おうちかいだん
「リサ、お風呂から上がったら、上がったって言いなさい!」
廊下の奥から聞こえたお母さんの声に、私の身体はビクッと震えた。
だけど、あまりにも怖くて身動きが取れないこの状況で、もう頼れるのはお母さんしかいない。
「お、お母さん! 助けて!」
藁にもすがる思いでそう声を出したけれど……廊下の奥、壁の切れ目から現れたのは、不気味な二本の腕だった。

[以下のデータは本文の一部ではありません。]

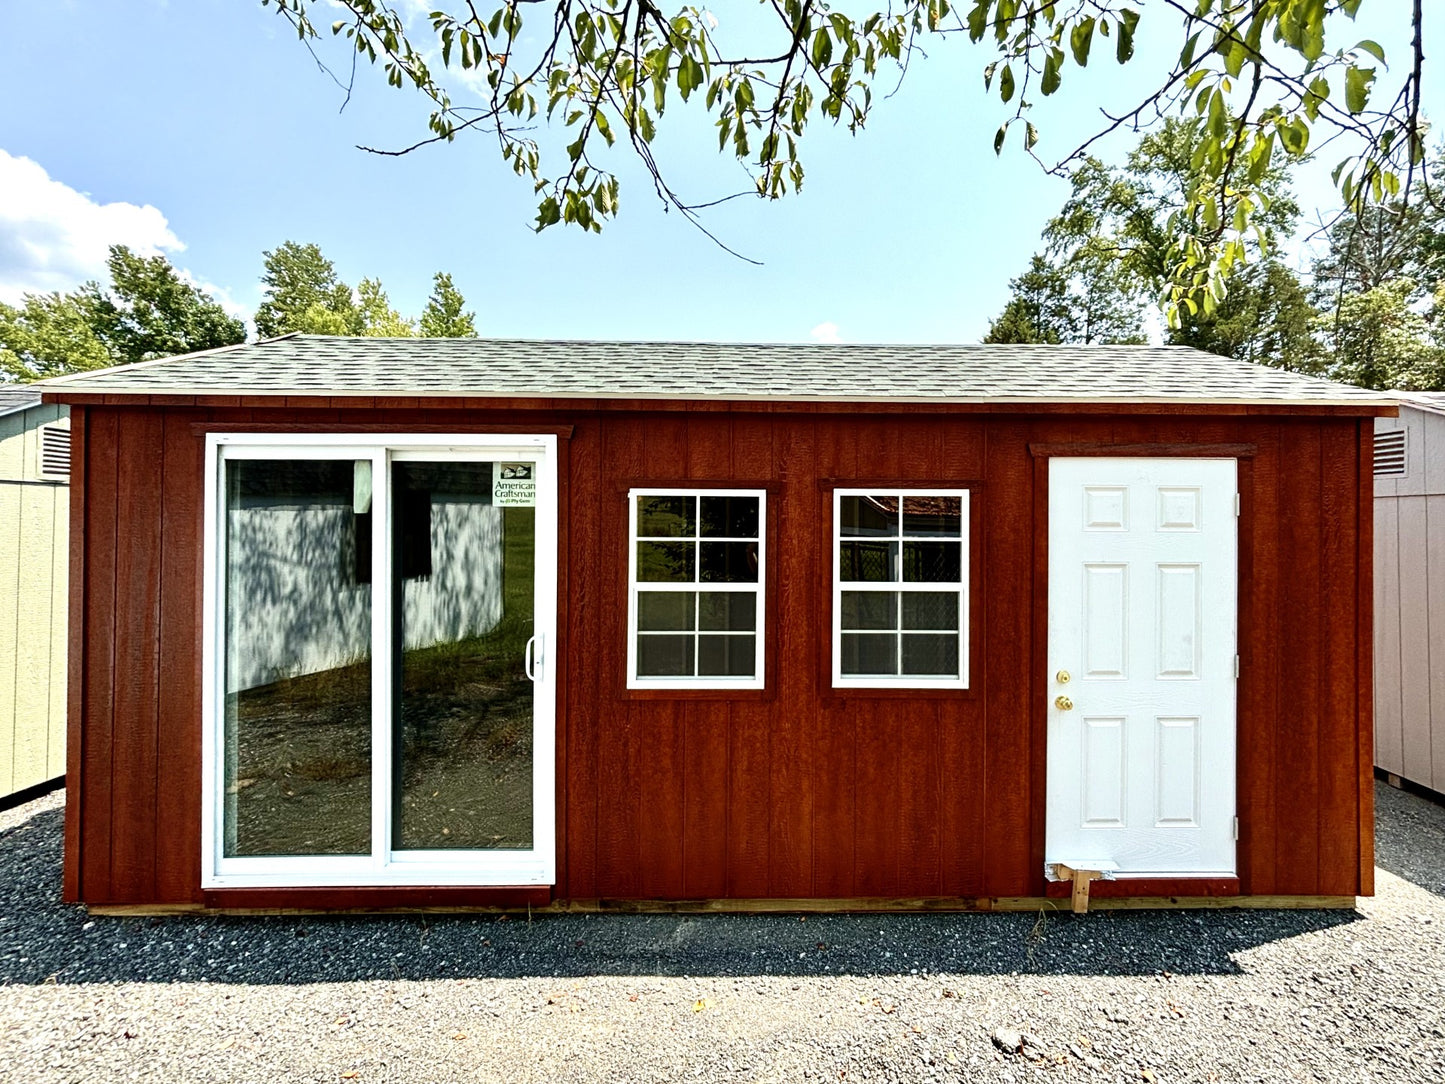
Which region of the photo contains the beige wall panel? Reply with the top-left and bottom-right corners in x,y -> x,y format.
1422,410 -> 1445,498
10,483 -> 56,790
1396,409 -> 1430,498
0,414 -> 25,482
1375,414 -> 1404,499
1375,497 -> 1404,774
0,480 -> 19,793
47,484 -> 68,780
1397,496 -> 1433,784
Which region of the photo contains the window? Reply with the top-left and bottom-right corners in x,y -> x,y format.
627,489 -> 766,689
833,490 -> 969,688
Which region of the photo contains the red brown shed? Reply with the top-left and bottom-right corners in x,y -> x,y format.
42,335 -> 1394,912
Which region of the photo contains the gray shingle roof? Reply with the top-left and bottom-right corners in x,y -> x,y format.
39,334 -> 1392,407
0,384 -> 42,419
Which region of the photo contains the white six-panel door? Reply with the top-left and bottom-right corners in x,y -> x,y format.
1045,457 -> 1238,877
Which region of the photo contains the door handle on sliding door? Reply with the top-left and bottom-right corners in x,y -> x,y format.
525,635 -> 541,681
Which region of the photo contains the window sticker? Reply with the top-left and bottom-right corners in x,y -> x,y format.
493,462 -> 537,506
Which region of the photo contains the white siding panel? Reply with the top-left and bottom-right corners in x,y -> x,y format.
1397,496 -> 1433,785
1374,498 -> 1404,775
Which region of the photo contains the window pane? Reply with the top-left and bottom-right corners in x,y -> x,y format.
902,496 -> 963,537
840,590 -> 896,630
902,540 -> 962,582
223,458 -> 371,858
902,591 -> 959,630
841,632 -> 898,675
637,540 -> 695,582
637,495 -> 695,537
700,495 -> 759,538
698,634 -> 756,677
639,591 -> 696,631
637,634 -> 694,677
394,463 -> 534,852
700,541 -> 759,583
839,495 -> 897,537
699,591 -> 756,631
902,633 -> 959,676
839,540 -> 897,582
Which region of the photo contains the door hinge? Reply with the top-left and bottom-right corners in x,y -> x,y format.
1233,816 -> 1240,841
1234,654 -> 1240,679
1235,493 -> 1241,516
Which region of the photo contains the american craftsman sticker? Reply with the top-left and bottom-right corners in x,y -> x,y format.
493,462 -> 537,506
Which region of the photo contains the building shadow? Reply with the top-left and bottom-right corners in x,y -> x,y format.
0,801 -> 1364,987
1373,779 -> 1445,900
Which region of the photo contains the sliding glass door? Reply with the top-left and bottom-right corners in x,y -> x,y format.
203,435 -> 557,888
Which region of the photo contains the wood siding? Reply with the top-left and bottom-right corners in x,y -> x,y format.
0,403 -> 68,799
1374,406 -> 1445,793
63,404 -> 1376,904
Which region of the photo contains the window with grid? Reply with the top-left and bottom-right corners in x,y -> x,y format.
628,489 -> 766,688
833,490 -> 969,688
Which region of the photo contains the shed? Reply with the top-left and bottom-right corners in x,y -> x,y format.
42,336 -> 1393,912
0,385 -> 69,804
1373,394 -> 1445,798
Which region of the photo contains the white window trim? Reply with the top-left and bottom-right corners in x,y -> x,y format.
201,431 -> 558,889
831,488 -> 970,690
626,487 -> 767,690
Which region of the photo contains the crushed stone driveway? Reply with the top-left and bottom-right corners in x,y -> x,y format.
2,782 -> 1443,1084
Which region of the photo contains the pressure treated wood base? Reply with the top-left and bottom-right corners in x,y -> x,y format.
87,895 -> 1359,918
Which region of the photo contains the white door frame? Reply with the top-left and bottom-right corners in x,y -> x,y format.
1040,453 -> 1242,878
200,432 -> 559,889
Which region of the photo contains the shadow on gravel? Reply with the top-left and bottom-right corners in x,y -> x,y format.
1373,780 -> 1445,900
1,801 -> 1364,987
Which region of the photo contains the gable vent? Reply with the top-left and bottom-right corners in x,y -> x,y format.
1374,429 -> 1407,477
40,426 -> 70,477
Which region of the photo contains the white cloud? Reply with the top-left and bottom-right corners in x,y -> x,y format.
810,321 -> 844,344
0,149 -> 183,303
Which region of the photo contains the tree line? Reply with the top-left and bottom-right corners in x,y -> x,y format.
983,119 -> 1445,392
0,241 -> 478,382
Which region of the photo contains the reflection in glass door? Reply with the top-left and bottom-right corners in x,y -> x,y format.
391,460 -> 535,851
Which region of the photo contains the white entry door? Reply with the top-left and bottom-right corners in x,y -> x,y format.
1045,457 -> 1238,878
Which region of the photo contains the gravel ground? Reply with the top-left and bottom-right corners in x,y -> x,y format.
2,782 -> 1443,1084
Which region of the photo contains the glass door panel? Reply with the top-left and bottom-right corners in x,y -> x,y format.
221,458 -> 373,857
391,460 -> 536,851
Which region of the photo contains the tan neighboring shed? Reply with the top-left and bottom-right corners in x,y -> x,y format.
1374,393 -> 1445,796
0,385 -> 69,801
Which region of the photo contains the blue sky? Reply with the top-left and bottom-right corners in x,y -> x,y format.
0,1 -> 1437,344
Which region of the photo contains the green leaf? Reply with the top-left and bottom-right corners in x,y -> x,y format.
1024,121 -> 1039,151
1041,50 -> 1061,95
1117,9 -> 1139,64
967,1 -> 988,42
812,27 -> 833,68
1354,38 -> 1386,64
999,64 -> 1015,103
1345,65 -> 1375,114
1070,17 -> 1094,66
994,121 -> 1009,154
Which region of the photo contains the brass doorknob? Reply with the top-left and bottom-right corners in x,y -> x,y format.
1054,695 -> 1074,711
1056,669 -> 1071,684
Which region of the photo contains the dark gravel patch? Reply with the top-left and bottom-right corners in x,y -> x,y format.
2,783 -> 1443,1082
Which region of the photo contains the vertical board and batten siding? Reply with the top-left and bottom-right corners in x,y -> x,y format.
0,403 -> 69,800
1374,406 -> 1445,794
64,403 -> 1375,904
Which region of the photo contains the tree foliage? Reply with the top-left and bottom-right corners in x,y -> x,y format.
419,272 -> 478,338
82,246 -> 246,365
1317,277 -> 1444,390
1170,258 -> 1321,371
255,241 -> 360,338
357,276 -> 415,336
263,0 -> 1431,316
0,245 -> 244,382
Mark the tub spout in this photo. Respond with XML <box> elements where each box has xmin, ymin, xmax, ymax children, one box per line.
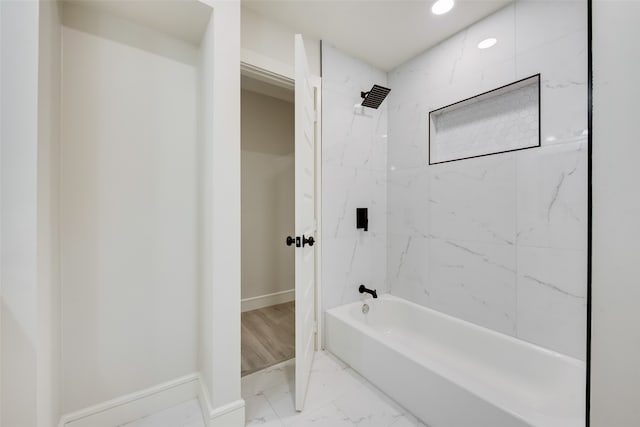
<box><xmin>359</xmin><ymin>284</ymin><xmax>378</xmax><ymax>298</ymax></box>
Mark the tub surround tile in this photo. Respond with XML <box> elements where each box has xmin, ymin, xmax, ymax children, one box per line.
<box><xmin>387</xmin><ymin>168</ymin><xmax>430</xmax><ymax>239</ymax></box>
<box><xmin>319</xmin><ymin>1</ymin><xmax>586</xmax><ymax>361</ymax></box>
<box><xmin>322</xmin><ymin>237</ymin><xmax>387</xmax><ymax>312</ymax></box>
<box><xmin>517</xmin><ymin>246</ymin><xmax>587</xmax><ymax>302</ymax></box>
<box><xmin>323</xmin><ymin>44</ymin><xmax>388</xmax><ymax>173</ymax></box>
<box><xmin>428</xmin><ymin>154</ymin><xmax>516</xmax><ymax>246</ymax></box>
<box><xmin>387</xmin><ymin>0</ymin><xmax>587</xmax><ymax>359</ymax></box>
<box><xmin>391</xmin><ymin>4</ymin><xmax>516</xmax><ymax>107</ymax></box>
<box><xmin>445</xmin><ymin>5</ymin><xmax>516</xmax><ymax>89</ymax></box>
<box><xmin>516</xmin><ymin>31</ymin><xmax>588</xmax><ymax>147</ymax></box>
<box><xmin>322</xmin><ymin>44</ymin><xmax>388</xmax><ymax>315</ymax></box>
<box><xmin>516</xmin><ymin>140</ymin><xmax>587</xmax><ymax>250</ymax></box>
<box><xmin>322</xmin><ymin>46</ymin><xmax>388</xmax><ymax>101</ymax></box>
<box><xmin>429</xmin><ymin>238</ymin><xmax>517</xmax><ymax>336</ymax></box>
<box><xmin>322</xmin><ymin>99</ymin><xmax>388</xmax><ymax>172</ymax></box>
<box><xmin>387</xmin><ymin>235</ymin><xmax>430</xmax><ymax>307</ymax></box>
<box><xmin>323</xmin><ymin>166</ymin><xmax>387</xmax><ymax>240</ymax></box>
<box><xmin>514</xmin><ymin>0</ymin><xmax>587</xmax><ymax>55</ymax></box>
<box><xmin>516</xmin><ymin>246</ymin><xmax>587</xmax><ymax>360</ymax></box>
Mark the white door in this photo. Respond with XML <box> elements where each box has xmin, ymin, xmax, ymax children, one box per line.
<box><xmin>294</xmin><ymin>33</ymin><xmax>316</xmax><ymax>412</ymax></box>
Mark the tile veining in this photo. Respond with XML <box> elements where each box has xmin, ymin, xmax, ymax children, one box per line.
<box><xmin>243</xmin><ymin>352</ymin><xmax>429</xmax><ymax>427</ymax></box>
<box><xmin>387</xmin><ymin>0</ymin><xmax>587</xmax><ymax>359</ymax></box>
<box><xmin>522</xmin><ymin>274</ymin><xmax>585</xmax><ymax>300</ymax></box>
<box><xmin>322</xmin><ymin>44</ymin><xmax>388</xmax><ymax>313</ymax></box>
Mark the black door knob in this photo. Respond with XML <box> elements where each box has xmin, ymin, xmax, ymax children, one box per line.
<box><xmin>302</xmin><ymin>235</ymin><xmax>315</xmax><ymax>247</ymax></box>
<box><xmin>286</xmin><ymin>236</ymin><xmax>295</xmax><ymax>246</ymax></box>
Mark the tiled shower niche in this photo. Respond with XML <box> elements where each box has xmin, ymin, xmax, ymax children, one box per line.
<box><xmin>429</xmin><ymin>74</ymin><xmax>540</xmax><ymax>164</ymax></box>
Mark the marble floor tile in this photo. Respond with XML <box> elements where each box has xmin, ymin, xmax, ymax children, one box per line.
<box><xmin>287</xmin><ymin>402</ymin><xmax>354</xmax><ymax>427</ymax></box>
<box><xmin>244</xmin><ymin>393</ymin><xmax>285</xmax><ymax>427</ymax></box>
<box><xmin>123</xmin><ymin>351</ymin><xmax>425</xmax><ymax>427</ymax></box>
<box><xmin>250</xmin><ymin>351</ymin><xmax>424</xmax><ymax>427</ymax></box>
<box><xmin>242</xmin><ymin>358</ymin><xmax>296</xmax><ymax>399</ymax></box>
<box><xmin>388</xmin><ymin>415</ymin><xmax>430</xmax><ymax>427</ymax></box>
<box><xmin>332</xmin><ymin>381</ymin><xmax>407</xmax><ymax>427</ymax></box>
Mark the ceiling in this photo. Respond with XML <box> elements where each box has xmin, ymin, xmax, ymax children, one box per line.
<box><xmin>242</xmin><ymin>0</ymin><xmax>513</xmax><ymax>71</ymax></box>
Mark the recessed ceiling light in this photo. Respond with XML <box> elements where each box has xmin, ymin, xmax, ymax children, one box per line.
<box><xmin>477</xmin><ymin>38</ymin><xmax>498</xmax><ymax>49</ymax></box>
<box><xmin>431</xmin><ymin>0</ymin><xmax>454</xmax><ymax>15</ymax></box>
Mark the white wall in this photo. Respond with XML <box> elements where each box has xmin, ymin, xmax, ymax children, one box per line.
<box><xmin>198</xmin><ymin>2</ymin><xmax>243</xmax><ymax>425</ymax></box>
<box><xmin>198</xmin><ymin>11</ymin><xmax>215</xmax><ymax>420</ymax></box>
<box><xmin>0</xmin><ymin>1</ymin><xmax>40</xmax><ymax>425</ymax></box>
<box><xmin>241</xmin><ymin>89</ymin><xmax>294</xmax><ymax>302</ymax></box>
<box><xmin>0</xmin><ymin>1</ymin><xmax>244</xmax><ymax>425</ymax></box>
<box><xmin>591</xmin><ymin>1</ymin><xmax>640</xmax><ymax>425</ymax></box>
<box><xmin>321</xmin><ymin>45</ymin><xmax>388</xmax><ymax>315</ymax></box>
<box><xmin>37</xmin><ymin>0</ymin><xmax>62</xmax><ymax>424</ymax></box>
<box><xmin>59</xmin><ymin>18</ymin><xmax>200</xmax><ymax>413</ymax></box>
<box><xmin>387</xmin><ymin>1</ymin><xmax>588</xmax><ymax>360</ymax></box>
<box><xmin>241</xmin><ymin>6</ymin><xmax>320</xmax><ymax>78</ymax></box>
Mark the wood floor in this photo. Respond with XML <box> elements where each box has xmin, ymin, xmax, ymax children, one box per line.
<box><xmin>241</xmin><ymin>301</ymin><xmax>295</xmax><ymax>376</ymax></box>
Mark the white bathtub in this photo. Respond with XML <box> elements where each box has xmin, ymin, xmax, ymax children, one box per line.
<box><xmin>325</xmin><ymin>294</ymin><xmax>585</xmax><ymax>427</ymax></box>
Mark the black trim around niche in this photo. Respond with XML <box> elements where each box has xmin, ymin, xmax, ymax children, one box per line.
<box><xmin>428</xmin><ymin>73</ymin><xmax>541</xmax><ymax>165</ymax></box>
<box><xmin>586</xmin><ymin>0</ymin><xmax>593</xmax><ymax>425</ymax></box>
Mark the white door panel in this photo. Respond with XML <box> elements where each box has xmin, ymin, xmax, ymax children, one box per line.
<box><xmin>294</xmin><ymin>33</ymin><xmax>316</xmax><ymax>412</ymax></box>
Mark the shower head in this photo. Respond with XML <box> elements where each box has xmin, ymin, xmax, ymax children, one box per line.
<box><xmin>360</xmin><ymin>84</ymin><xmax>391</xmax><ymax>109</ymax></box>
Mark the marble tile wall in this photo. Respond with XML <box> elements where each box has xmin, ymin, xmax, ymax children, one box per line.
<box><xmin>387</xmin><ymin>1</ymin><xmax>588</xmax><ymax>359</ymax></box>
<box><xmin>321</xmin><ymin>45</ymin><xmax>388</xmax><ymax>316</ymax></box>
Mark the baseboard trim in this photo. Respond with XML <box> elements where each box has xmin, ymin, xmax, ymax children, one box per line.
<box><xmin>209</xmin><ymin>403</ymin><xmax>245</xmax><ymax>427</ymax></box>
<box><xmin>59</xmin><ymin>373</ymin><xmax>245</xmax><ymax>427</ymax></box>
<box><xmin>241</xmin><ymin>289</ymin><xmax>294</xmax><ymax>312</ymax></box>
<box><xmin>210</xmin><ymin>398</ymin><xmax>245</xmax><ymax>419</ymax></box>
<box><xmin>197</xmin><ymin>374</ymin><xmax>213</xmax><ymax>426</ymax></box>
<box><xmin>58</xmin><ymin>373</ymin><xmax>199</xmax><ymax>427</ymax></box>
<box><xmin>197</xmin><ymin>374</ymin><xmax>245</xmax><ymax>427</ymax></box>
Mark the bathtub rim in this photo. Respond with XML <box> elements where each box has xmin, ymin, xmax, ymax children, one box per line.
<box><xmin>327</xmin><ymin>293</ymin><xmax>585</xmax><ymax>366</ymax></box>
<box><xmin>325</xmin><ymin>293</ymin><xmax>586</xmax><ymax>426</ymax></box>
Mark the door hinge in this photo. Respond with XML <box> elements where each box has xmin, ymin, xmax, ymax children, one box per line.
<box><xmin>313</xmin><ymin>321</ymin><xmax>318</xmax><ymax>334</ymax></box>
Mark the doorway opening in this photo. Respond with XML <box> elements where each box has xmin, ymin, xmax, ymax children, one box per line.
<box><xmin>240</xmin><ymin>72</ymin><xmax>296</xmax><ymax>376</ymax></box>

そして、その間から誰だかわからない白い女の人の顔が飛び出して、その気味の悪い目で私を睨み付けたのだ。
ありえないありえない……感覚でわかる、人間の形をしていない女の人。
「こっちに来なさい」
まるで地の底から響いて来るような声が、私の耳元で聞こえた。
まずい……まずいまずいまずいまずい!
逃げなきゃ、逃げなきゃ!
でも一体どこに……とにかく自分の部屋にでも逃げないと!
恐怖で固まって動かない足を、無理矢理に動かして廊下を走る。
真っ暗な中を、わけのわからない物から逃げる為に必死に。
「待ちなさい、待ちなさい待ちなさい待ちなさい待ちなさい待ちなさい待ちなさい待ちなさい待ちなさい待ちなさい待ちなさい待ちなさい待ちなさい待ちなさい待ちなさい待ちなさい待ちなさい待ちなさい待ちなさい待ちなさい待ちなさい待ちなさい待ちなさい待ちなさい待ちなさい待ちなさい待ちなさい待ちなさい待ちなさい待ちなさい待ちなさい待ちなさい待ちなさい待ちなさい!! リサ!」
そんな中で、お母さんの声を出す女の人が私を追い掛けて来た。